Calms down your nervous system, reduces pain and inflammation, balances your blood sugar, and improves sleep and relaxation.

  • Rooibos

This tea is high in antioxidants and has low tannin levels, promotes coronary health, prevents premature aging signs and diabetes, and help you with weight management.

  • Peppermint

Eases digestion, boosts energy, relieves pain related to migraine, menstruation and muscle tension, improves mouth hygiene, and helps the body to fight infections.

  • Ginger

Even though it doesn’t contain caffeine, it gives you energy and acts as a mood booster.

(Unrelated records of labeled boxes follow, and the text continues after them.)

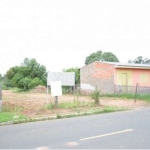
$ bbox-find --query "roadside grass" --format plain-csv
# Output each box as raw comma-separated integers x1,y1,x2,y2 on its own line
100,93,150,102
9,88,30,94
57,106,127,119
45,100,95,109
0,112,27,123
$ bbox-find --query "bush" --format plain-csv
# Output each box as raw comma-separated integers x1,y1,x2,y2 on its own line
91,87,101,104
29,77,44,89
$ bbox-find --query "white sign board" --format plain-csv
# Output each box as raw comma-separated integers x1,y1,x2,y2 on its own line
47,72,75,86
50,81,62,96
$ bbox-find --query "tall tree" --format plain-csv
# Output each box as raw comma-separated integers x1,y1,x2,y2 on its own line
128,56,150,65
6,58,46,90
85,51,119,65
63,68,80,84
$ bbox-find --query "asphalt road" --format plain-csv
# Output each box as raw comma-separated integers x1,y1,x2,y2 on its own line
0,108,150,149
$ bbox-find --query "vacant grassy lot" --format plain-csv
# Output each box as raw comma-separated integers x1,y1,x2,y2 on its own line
0,90,149,122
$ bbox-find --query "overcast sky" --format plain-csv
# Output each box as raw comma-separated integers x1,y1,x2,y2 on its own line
0,0,150,74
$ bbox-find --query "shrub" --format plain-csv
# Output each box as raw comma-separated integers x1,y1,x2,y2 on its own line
29,77,44,89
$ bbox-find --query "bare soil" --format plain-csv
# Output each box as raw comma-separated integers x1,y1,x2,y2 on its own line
2,90,150,117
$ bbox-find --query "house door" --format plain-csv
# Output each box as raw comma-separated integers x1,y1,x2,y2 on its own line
122,73,128,92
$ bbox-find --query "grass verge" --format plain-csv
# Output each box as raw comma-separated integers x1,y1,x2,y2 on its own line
0,112,26,123
101,93,150,102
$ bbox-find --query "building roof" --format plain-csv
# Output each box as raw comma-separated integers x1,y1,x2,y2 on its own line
101,62,150,69
80,61,150,69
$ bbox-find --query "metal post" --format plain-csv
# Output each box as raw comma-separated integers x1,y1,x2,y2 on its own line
134,83,138,103
55,96,58,107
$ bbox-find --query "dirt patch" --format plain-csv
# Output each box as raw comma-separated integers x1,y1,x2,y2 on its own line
2,90,150,117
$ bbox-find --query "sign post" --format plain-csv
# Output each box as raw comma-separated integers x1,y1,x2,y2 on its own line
51,81,62,107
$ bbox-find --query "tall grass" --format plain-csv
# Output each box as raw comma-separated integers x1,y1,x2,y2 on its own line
46,100,94,109
100,93,150,102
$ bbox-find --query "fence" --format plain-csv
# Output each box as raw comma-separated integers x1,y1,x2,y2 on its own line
115,84,150,94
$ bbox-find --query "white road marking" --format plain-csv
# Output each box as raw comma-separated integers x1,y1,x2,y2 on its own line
80,129,133,141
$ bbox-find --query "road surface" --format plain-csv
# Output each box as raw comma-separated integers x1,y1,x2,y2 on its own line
0,108,150,150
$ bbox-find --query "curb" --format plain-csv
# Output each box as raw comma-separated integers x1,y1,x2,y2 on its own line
0,110,125,126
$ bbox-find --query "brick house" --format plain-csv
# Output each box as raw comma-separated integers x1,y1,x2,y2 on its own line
80,61,150,93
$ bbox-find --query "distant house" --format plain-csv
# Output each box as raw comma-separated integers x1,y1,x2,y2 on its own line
80,61,150,93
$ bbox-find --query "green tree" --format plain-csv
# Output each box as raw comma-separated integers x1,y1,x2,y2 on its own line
128,56,150,65
102,52,119,62
85,51,119,65
6,58,46,90
29,77,44,89
63,68,80,84
85,51,102,65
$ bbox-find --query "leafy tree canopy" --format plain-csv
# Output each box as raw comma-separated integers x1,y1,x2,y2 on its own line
6,58,46,90
128,56,150,65
63,68,80,84
85,50,119,65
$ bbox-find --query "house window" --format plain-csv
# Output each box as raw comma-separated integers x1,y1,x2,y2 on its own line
140,73,148,83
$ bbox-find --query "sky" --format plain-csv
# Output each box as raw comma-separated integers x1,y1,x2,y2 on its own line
0,0,150,74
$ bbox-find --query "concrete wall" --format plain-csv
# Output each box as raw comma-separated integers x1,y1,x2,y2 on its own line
80,62,115,93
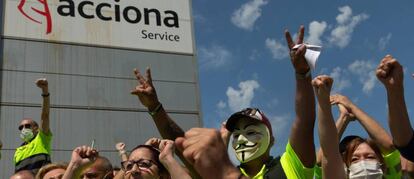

Besides, it relieves nausea-related symptoms, reduces inflammation, and strengthens the immune system.

  • Hibiscus

This floral tea is an excellent choice for people with a sweet tooth, and at the same time offers us plenty of benefits: promotes liver health, lowers the bad cholesterol (LDL), protect the cells from harmful external factors, such as pollution, radiation, malnutrition, and more!

  • Jasmine

This tea has a mesmerizing aroma! Besides, it balances your blood sugar levels, prevents diabetes, protects against Alzheimer’s and Parkinson’s disease, and help you with task concentration.

Conclusion

Remember that adding milk, honey, caloric sweeteners, or other additives to your tea will break your fasting process.